Cara provincia
Giovedì 05 Febbraio 2009
Il caso Eluana: una resa anche per le certezze
La vicenda ha seminato dubbi giuridici e distribuito angosce intime
Non riesco a capacitarmi come sia possibile che un genitore possa rinunciare alla speranza e si affidi esclusivamente alla propria razionalità per decidere il destino di chi ama. Se possiamo ergerci a giudici della vita e della morte di un essere umano perdiamo un riferimento certo che consiste nel fatto che nessuno deve e può stabilire chi debba vivere o meno, neppure chi è titolare della propria vita. Infatti, se così fosse, si dovrebbe ritenere che il suicidio non sia più illegittimo e questa la ritengo una follia. Una scuola di pensiero che esclude chi non rientra negli schemi comuni di una società ci porta alla cultura che tutto ciò che è di intralcio deve essere considerato inutile e pertanto ne è giustificata l’eliminazione. Sono fortemente contrario alla condanna di Eluana Englaro, anche perché ci sono persone disposte ad accudirla e a farsi carico della sua sopravvivenza.
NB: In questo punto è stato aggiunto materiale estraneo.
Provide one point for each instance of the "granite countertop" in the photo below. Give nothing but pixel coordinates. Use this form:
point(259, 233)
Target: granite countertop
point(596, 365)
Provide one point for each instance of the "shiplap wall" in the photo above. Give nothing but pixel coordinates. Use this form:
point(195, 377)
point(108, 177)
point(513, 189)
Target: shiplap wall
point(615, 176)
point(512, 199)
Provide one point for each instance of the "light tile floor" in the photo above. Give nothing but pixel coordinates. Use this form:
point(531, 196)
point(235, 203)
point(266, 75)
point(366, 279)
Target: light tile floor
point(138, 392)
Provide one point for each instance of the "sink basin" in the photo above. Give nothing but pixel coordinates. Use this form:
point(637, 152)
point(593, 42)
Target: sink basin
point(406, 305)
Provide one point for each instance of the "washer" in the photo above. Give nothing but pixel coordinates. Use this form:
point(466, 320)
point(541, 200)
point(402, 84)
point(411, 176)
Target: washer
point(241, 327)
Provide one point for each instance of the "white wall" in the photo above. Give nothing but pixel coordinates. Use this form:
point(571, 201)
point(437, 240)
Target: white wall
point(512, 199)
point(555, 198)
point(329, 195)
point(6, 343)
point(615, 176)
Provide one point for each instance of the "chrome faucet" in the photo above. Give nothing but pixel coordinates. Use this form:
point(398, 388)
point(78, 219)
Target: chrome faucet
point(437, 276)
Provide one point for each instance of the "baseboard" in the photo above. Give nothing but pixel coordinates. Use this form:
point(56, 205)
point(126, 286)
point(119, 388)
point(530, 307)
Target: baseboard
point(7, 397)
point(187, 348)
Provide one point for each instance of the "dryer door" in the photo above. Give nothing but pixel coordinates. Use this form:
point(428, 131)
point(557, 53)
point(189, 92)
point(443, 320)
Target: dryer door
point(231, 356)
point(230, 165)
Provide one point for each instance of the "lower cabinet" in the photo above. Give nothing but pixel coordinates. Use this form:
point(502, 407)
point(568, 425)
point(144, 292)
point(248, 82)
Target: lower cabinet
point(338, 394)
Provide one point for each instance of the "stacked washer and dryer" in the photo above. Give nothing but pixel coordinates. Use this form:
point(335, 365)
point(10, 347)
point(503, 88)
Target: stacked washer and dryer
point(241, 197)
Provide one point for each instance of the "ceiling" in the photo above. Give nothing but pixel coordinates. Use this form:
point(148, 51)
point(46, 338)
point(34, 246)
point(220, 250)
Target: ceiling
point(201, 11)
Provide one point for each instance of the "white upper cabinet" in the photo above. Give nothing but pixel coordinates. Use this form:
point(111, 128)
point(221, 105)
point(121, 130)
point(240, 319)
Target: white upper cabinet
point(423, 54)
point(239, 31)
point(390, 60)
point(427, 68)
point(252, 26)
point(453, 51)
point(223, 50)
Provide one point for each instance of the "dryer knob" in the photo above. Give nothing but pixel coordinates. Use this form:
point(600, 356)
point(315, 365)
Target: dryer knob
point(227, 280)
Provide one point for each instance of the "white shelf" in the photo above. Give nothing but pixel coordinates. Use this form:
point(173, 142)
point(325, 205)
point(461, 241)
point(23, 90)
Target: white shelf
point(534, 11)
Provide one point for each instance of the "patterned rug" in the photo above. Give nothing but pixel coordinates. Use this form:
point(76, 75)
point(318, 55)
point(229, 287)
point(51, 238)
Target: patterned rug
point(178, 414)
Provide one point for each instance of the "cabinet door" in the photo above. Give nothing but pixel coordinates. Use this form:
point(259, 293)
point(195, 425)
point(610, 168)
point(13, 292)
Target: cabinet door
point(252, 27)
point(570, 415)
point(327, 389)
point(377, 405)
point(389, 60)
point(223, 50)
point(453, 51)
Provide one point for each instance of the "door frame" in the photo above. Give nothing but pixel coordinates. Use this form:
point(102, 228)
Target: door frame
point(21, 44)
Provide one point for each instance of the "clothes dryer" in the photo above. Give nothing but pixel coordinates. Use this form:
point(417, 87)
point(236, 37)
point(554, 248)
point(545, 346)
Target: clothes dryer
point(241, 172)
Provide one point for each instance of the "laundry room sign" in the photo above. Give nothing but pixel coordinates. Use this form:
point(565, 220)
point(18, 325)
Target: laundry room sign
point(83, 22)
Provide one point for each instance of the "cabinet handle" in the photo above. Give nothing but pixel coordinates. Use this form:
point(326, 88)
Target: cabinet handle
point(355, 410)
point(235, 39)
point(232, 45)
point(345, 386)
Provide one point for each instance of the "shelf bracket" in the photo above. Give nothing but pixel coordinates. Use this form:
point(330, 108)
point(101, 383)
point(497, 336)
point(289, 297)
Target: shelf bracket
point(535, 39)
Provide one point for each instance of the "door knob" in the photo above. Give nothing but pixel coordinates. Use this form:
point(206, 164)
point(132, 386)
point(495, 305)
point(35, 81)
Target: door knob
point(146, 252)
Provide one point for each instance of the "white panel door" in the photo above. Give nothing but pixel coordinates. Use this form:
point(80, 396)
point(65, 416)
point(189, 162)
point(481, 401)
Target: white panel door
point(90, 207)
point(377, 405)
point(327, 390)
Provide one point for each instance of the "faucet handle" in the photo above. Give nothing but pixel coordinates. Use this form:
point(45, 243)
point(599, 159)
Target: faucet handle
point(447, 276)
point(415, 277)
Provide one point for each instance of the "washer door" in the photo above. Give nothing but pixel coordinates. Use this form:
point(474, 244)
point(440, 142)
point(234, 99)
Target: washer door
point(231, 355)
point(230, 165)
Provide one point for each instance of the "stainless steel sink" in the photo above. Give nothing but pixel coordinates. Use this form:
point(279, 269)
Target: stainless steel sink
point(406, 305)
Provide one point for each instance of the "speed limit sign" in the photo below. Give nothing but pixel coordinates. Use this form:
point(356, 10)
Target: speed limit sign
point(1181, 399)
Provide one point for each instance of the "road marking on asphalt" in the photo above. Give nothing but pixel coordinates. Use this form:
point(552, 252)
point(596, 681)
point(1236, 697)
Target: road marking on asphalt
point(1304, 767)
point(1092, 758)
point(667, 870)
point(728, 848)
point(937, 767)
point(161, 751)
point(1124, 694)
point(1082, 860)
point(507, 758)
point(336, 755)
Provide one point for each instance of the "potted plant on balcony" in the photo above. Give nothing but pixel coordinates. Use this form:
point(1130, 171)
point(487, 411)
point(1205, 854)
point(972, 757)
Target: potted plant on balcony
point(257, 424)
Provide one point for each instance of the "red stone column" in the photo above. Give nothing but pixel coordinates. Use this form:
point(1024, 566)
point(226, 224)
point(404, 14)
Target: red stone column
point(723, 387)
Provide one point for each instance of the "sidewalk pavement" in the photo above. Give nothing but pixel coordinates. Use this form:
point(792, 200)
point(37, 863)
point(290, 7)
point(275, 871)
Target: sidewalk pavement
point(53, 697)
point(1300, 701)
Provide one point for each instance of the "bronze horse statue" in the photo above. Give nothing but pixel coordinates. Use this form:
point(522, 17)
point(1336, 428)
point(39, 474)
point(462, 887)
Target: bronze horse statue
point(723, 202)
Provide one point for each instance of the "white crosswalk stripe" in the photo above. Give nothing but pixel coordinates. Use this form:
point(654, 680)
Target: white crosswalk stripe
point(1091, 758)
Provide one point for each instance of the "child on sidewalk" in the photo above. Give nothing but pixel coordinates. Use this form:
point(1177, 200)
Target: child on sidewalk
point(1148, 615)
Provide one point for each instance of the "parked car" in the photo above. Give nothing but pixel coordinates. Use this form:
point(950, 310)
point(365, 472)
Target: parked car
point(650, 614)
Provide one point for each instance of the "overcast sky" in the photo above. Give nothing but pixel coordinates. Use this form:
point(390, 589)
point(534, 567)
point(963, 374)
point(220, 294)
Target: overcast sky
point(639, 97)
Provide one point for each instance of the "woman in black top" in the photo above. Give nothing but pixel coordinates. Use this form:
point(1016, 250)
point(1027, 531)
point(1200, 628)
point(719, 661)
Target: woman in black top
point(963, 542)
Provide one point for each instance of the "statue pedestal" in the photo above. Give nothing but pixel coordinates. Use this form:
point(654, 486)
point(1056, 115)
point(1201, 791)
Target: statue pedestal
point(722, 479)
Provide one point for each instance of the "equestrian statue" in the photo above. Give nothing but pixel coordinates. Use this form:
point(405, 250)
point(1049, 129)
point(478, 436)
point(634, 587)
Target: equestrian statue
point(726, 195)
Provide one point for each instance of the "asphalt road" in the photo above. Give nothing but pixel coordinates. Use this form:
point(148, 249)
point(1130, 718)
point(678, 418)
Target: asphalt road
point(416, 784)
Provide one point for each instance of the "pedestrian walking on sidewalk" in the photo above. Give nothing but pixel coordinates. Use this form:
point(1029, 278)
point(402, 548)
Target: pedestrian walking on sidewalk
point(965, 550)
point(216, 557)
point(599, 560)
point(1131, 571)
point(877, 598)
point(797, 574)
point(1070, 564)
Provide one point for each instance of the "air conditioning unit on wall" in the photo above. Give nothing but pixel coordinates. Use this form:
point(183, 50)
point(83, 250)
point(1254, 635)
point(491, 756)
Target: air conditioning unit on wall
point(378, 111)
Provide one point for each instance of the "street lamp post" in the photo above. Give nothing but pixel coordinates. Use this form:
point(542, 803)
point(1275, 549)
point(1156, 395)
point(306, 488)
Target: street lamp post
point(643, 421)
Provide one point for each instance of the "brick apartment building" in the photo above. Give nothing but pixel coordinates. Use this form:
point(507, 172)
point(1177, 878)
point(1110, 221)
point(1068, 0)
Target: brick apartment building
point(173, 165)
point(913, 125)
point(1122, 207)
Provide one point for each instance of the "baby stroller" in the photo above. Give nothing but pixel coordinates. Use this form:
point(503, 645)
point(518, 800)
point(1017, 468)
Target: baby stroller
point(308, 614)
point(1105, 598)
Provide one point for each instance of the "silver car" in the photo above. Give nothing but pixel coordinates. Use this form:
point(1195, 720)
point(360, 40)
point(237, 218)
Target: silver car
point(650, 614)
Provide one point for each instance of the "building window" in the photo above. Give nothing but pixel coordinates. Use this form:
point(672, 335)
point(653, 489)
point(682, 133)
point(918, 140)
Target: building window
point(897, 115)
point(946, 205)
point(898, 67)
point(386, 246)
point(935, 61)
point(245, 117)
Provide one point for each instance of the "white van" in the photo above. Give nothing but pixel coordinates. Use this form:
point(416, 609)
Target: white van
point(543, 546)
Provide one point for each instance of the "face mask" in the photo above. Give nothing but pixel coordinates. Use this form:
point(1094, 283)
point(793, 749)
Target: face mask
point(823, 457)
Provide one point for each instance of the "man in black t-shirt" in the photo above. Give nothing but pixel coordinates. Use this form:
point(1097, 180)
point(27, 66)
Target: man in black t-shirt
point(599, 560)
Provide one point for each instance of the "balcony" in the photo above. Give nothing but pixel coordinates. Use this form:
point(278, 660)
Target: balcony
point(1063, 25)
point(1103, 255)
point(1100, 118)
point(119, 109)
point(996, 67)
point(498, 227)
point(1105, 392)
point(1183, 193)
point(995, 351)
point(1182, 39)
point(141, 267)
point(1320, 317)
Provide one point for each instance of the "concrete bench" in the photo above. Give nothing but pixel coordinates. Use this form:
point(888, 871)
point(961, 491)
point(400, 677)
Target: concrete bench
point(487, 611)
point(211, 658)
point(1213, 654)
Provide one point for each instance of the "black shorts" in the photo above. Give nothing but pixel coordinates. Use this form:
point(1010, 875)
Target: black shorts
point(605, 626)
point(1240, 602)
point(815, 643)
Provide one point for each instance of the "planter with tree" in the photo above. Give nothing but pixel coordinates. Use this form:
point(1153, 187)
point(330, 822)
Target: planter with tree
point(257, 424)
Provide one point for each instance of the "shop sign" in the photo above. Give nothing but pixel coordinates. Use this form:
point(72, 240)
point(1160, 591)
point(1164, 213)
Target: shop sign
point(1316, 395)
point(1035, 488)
Se sappiamo indignarci di fronte alle balene che agonizzano su una spiaggia, come è possibile togliere la speranza alla vita ad un essere umano rimanendo impassibili o, peggio, rassegnati?
Alessandro Milani
Denunciando la mia inadeguatezza a giudicare il caso di Eluana, posso rispondere il poco che segue alla sua appassionata lettera, caro Milani. La vicenda ha seminato dubbi giuridici e distribuito angosce intime, causato meditazioni riservate e smodate grancasse. Il silenzio e il rispetto sono stati un optional. La pietà, idem. La misericordia, pure. Valutazioni scientifiche a parte, rimangono quesiti irrisolti: per esempio (1) quale è il confine tra il diritto a vivere e il diritto a non soffrire, come lo si stabilisce, e se - ammesso di riuscirvi - tocchi ad altri che non sia il malato deciderne il valico; per esempio (2) quale tipo di legge debba essere emanata a tutela dell’opzione individuale a dire stop alla vita o se invece nessuna legge di nessun tipo abbia licenza d’esistere in tale materia. Ecco perché la tragedia degli Englaro, oltre a certificare la resa al dolore, sta testimoniando la resa a qualunque certezza. Ha posto molte precise domande, non ha ricevuto nessuna esaustiva risposta. Forse, religiosi o laici che siamo, vale ormai solo pregare perché prega anche chi non crede. Mario Tobino, un celebre psichiatra e scrittore, ha lasciato scolpite nell’animo dei suoi lettori queste parole: «O Dio, chiunque tu sia, o non esista, o trascorra solo come un concetto le nostre menti, benedici anche me». Se in questi giorni abbiamo un po’ di tempo, rileggiamo le intense poesie di Tobino. Ci aiuteranno a leggere meglio le cronache d’una così intensa pena.